16 KiB (by default) before the last logical sector of the disk Secondary GPT table - It is byte-for-byte identical to the Primary table. Used mainly for recovery in case the primary partition table is damaged.
Last logical sector of the disk or Last 512 bytes Secondary GPT Header - Contains the Unique Disk GUID, Location of the Secondary Partition Table, Number of possible entries in the partition table, CRC32 checksums of itself and the Secondary Partition Table, Location of the Primary GPT Header. This header can be used to recover GPT info in case the primary header is corrupted.

Advantages of GPT

  1. Uses GUIDs (UUIDs) to identify partition types - No collisions.
  2. Provides a unique disk GUID and unique partition GUID for each partition - A good filesystem-independent way of referencing partitions and disks.
  3. Arbitrary number of partitions - depends on space allocated for the partition table - No need for extended and logical partitions. By default the GPT table contains space for defining 128 partitions.
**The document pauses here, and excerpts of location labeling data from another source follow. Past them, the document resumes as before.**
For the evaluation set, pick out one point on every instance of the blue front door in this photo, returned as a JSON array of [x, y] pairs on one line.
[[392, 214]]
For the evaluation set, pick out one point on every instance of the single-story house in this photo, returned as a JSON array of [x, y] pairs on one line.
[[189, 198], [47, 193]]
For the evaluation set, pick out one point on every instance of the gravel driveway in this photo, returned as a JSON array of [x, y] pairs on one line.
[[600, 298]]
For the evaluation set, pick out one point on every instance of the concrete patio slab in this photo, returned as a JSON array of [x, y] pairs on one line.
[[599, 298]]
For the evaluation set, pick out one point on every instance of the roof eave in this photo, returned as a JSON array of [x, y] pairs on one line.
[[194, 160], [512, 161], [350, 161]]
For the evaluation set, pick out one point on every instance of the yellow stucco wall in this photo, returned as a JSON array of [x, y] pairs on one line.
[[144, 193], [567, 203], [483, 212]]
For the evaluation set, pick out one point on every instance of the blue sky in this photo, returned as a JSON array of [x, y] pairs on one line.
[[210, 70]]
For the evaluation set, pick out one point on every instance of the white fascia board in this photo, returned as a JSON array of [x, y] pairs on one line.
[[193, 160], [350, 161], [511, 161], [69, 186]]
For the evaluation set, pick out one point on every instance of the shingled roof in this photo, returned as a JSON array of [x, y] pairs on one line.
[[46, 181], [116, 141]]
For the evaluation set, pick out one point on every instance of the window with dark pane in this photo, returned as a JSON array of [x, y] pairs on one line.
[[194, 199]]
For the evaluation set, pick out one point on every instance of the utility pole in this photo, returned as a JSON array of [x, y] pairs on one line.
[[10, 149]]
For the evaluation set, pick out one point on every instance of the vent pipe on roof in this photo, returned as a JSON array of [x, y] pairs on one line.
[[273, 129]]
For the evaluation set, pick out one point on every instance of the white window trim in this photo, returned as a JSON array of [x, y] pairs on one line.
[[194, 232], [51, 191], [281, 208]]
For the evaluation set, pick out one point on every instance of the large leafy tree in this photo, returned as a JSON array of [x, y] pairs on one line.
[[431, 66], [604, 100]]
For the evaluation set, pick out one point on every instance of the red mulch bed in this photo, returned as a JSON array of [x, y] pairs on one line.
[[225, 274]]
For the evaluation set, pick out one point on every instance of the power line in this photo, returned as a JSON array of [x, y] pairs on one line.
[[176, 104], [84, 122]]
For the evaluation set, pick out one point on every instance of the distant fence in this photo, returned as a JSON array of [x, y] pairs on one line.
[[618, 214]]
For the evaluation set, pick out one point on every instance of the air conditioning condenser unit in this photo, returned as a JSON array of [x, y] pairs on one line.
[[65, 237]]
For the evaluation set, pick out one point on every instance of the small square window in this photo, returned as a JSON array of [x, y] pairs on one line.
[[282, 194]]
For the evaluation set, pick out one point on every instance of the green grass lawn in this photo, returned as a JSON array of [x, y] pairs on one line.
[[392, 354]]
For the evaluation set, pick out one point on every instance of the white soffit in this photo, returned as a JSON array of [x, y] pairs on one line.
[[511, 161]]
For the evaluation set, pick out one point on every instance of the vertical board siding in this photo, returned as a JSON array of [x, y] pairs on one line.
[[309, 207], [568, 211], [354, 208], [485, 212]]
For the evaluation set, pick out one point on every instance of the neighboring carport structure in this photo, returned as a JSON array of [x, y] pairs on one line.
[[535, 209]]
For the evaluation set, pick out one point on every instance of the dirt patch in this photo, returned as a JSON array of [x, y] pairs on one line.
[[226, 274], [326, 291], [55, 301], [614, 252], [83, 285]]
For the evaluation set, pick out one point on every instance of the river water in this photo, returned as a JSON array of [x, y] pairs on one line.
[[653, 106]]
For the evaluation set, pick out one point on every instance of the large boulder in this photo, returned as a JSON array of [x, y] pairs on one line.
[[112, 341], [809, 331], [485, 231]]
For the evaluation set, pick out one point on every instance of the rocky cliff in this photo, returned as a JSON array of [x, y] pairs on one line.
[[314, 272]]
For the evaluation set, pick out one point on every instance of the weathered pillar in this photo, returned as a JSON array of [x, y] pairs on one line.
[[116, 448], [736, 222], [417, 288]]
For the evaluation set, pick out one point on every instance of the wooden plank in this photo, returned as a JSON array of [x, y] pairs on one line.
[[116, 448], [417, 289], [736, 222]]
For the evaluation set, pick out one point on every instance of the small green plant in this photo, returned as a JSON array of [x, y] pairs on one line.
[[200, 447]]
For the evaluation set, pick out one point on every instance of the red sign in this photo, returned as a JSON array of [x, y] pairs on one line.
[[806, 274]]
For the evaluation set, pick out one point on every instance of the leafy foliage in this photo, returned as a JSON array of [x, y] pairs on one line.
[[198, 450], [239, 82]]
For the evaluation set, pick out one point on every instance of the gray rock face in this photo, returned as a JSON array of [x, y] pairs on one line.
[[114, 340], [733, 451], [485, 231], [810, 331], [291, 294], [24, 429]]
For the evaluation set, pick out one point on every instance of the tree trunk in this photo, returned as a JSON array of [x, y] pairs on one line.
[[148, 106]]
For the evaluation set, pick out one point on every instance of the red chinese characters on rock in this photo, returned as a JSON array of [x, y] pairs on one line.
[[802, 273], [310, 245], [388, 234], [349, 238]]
However if the user wants to define more partitions, he/she can allocate more space to the partition table (currently only gdisk is known to support this feature).
  4. Uses 64-bit LBA for storing Sector numbers - maximum addressable disk size is 2 ZiB. MBR is limited to addressing 2 TiB of space per drive.
  5. Stores a backup header and partition table at the end of the disk that aids in recovery in case the primary ones are damaged.
  6. CRC32 checksums to detect errors and corruption of the header and partition table.

Kernel Support

CONFIG_EFI_PARTITION option in the kernel config enables GPT support in the kernel (despite the name EFI PARTITION). This options must be built-in the kernel and not compiled as a loadable module. This option is required even if GPT disks are used only for data storage and not for booting. This option is enabled by default in Arch's linux and linux-lts kernels in [core] repo. In case of a custom kernel enable this option by doing CONFIG_EFI_PARTITION=y.